Teropongindonesianews.com
Pontianak, Kalimantan Barat-
Rapat evaluasi penerapan harga Tandan Buah Sawit (TBS) yang menghadirkan asosiasi perusahaan sawit dan petani, Pabrik Kelapa Sawit (PKS) dan pemerintah daerah di Aula Kantor Dinas Perkebunan dan Peternakan Provinsi Kalbar, Jumat (13/5/2022).
Dalam kesempatan itu, Kepala Dinas Perkebunan dan Peternakan Provinsi Kalbar, M. Munsif mengingatkan kepada perusahaan penerima Buah Sawit atau Pabrik Kelapa Sawit bahwa dalam penetapan harga Tandan Buah Segar (TBS) sawit telah diatur oleh pemerintah dan diharapkan agar pihak perusahaan mengikuti aturan yang berlaku dalam menentukan harga TBS.

Menurutnya, Roh penentuan harga adalah pemerintah dan bukan perusahaan. Hal itu mengacu kepada aturan yang ada seperti Pergub Kalbar Nomor 63 tahun 2018.
Namun menurutnya, kenyataan yang terjadi di lapangan saat ini, pihak perusahaan seenaknya saja menentukan harga TBS. Hal ini kami dapatkan berdasarkan laporan dari asosiasi atau masyarakat melalui nomor aduan yang diberikan.

Harga TBS yang dibeli PKS saat ini di bawah harga yang telah ditetapkan oleh pemerintah dan tim penetapan harga.
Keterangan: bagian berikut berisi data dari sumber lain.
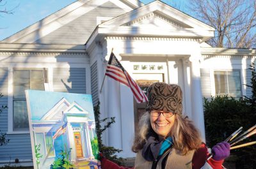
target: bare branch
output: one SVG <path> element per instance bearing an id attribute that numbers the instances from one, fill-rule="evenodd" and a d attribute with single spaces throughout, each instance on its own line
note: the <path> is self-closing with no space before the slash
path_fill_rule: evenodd
<path id="1" fill-rule="evenodd" d="M 250 0 L 190 0 L 191 15 L 215 28 L 209 43 L 218 47 L 252 47 L 255 40 L 256 3 Z"/>

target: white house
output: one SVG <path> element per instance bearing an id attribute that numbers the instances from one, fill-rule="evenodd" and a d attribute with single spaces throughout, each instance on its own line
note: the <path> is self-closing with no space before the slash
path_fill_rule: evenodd
<path id="1" fill-rule="evenodd" d="M 10 142 L 0 147 L 0 164 L 32 165 L 24 89 L 92 94 L 102 118 L 115 117 L 104 142 L 134 157 L 131 150 L 145 104 L 130 89 L 106 78 L 115 55 L 143 88 L 154 82 L 181 86 L 184 114 L 205 137 L 203 97 L 249 96 L 253 49 L 212 48 L 214 29 L 159 1 L 80 0 L 1 41 L 0 130 Z M 16 160 L 17 161 L 17 160 Z M 16 164 L 17 165 L 17 164 Z"/>
<path id="2" fill-rule="evenodd" d="M 95 124 L 88 114 L 77 103 L 70 103 L 63 98 L 39 120 L 32 119 L 30 134 L 33 145 L 40 146 L 40 168 L 50 168 L 63 146 L 71 149 L 70 161 L 74 163 L 94 159 L 90 141 L 96 134 Z M 58 132 L 63 129 L 65 131 Z"/>

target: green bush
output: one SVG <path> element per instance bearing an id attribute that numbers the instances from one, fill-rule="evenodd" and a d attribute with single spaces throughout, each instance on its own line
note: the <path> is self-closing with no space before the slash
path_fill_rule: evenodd
<path id="1" fill-rule="evenodd" d="M 256 124 L 256 73 L 254 64 L 250 68 L 250 85 L 252 95 L 243 99 L 236 100 L 227 96 L 216 96 L 210 99 L 204 98 L 204 117 L 207 144 L 212 147 L 223 142 L 241 126 L 243 131 Z M 252 136 L 239 144 L 256 140 Z M 255 168 L 256 147 L 251 145 L 230 151 L 227 161 L 236 163 L 236 169 Z"/>

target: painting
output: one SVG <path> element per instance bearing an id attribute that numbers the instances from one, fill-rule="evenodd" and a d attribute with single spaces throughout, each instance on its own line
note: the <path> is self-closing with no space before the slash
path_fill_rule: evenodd
<path id="1" fill-rule="evenodd" d="M 100 168 L 92 96 L 26 91 L 34 168 Z"/>

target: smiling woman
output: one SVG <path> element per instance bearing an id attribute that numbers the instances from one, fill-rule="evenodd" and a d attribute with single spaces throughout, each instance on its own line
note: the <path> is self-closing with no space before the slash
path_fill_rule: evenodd
<path id="1" fill-rule="evenodd" d="M 214 146 L 212 157 L 198 130 L 182 115 L 182 92 L 175 84 L 157 82 L 148 88 L 146 112 L 141 117 L 132 151 L 135 169 L 221 169 L 230 145 Z M 102 169 L 123 169 L 103 158 Z"/>
<path id="2" fill-rule="evenodd" d="M 192 121 L 182 115 L 182 92 L 175 84 L 155 83 L 148 89 L 146 112 L 139 122 L 132 151 L 135 168 L 223 168 L 229 144 L 209 153 Z M 219 158 L 221 156 L 221 158 Z"/>

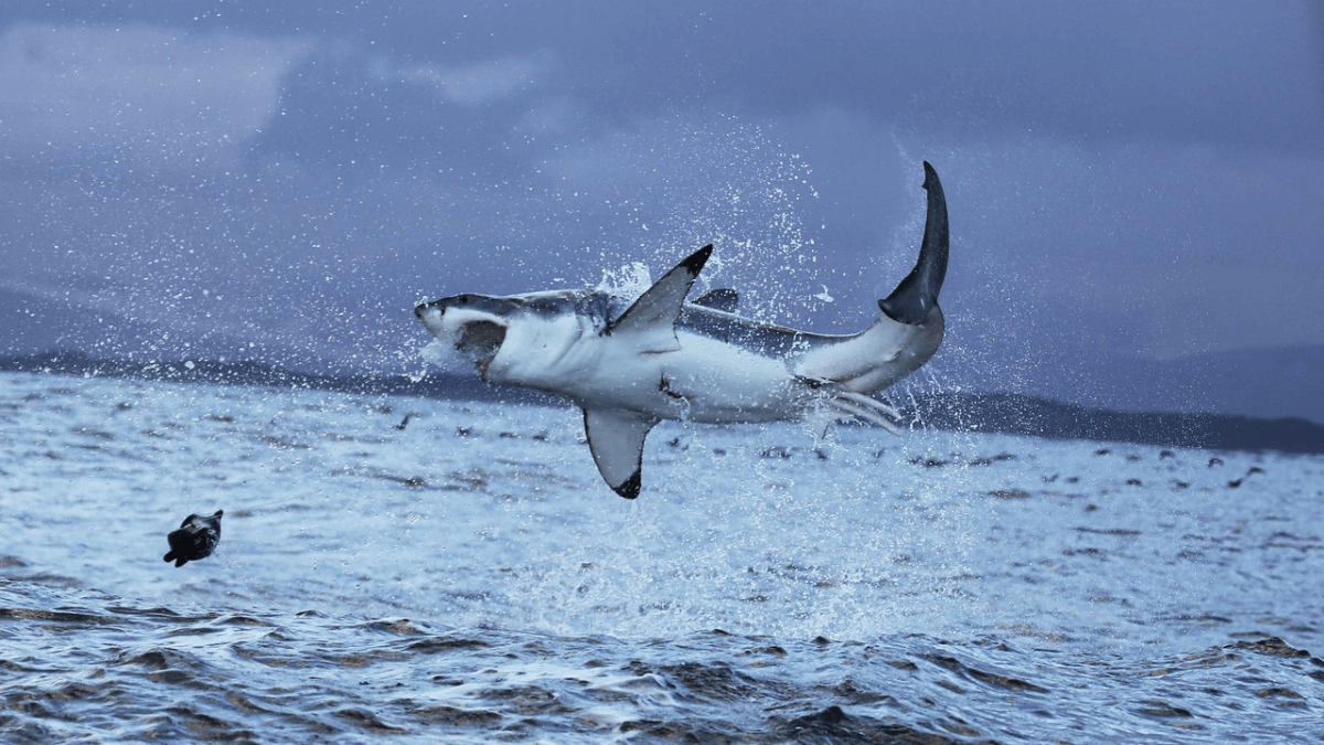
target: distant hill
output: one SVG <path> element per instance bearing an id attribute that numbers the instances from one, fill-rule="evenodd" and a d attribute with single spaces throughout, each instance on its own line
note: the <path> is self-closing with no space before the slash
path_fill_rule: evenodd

Sementara dalam penetapan harga tersebut pihak perusahaan merupakan salah satunya yang terlibat dalam penetapan harga tersebut. Maka dapat dipastikan bahwa pihak perusahaan telah melakukan kesalahan dengan mengingkari kesepakatan bersama mengenai harga TBS.
Kejadian ini tetjadi pasca larangan ekspor CPO, PKS atau pihak perusahaan dengan seenaknya menentukan harga. Padahal untuk harga harusnya mengacu pada aturan yang telah ditetapkan oleh pemerintah dan tim. “Kami menerima laporan bahwa dalam sebulan ada dua kali bahkan lebih perusahaan menentukan harga TBS hingga jatuh pada kisaran harga Rp1.800 per kilogram”. Tandasnya.

Dengan kondisi yang ada, pihaknya tidak segan mengingatkan dan bahkan menegur perusahaan sebagaimana wewenang yang telah diberikan. Termasuk pemerintah kabupaten sebagai pemberi izin agar dapat membina dan diharapkan agar bisa mengawal tata niaga sawit tersebut. Hal ini disampaikannya agar kesejahteraan para petani kelapa sawit dapat terwujud.
Dalam kesempatan itu hadir juga Asisten Perekonomian dan Pembangunan Sekretaris Daerah Provinsi Kalimantan Barat Drs. Junaidi, MM.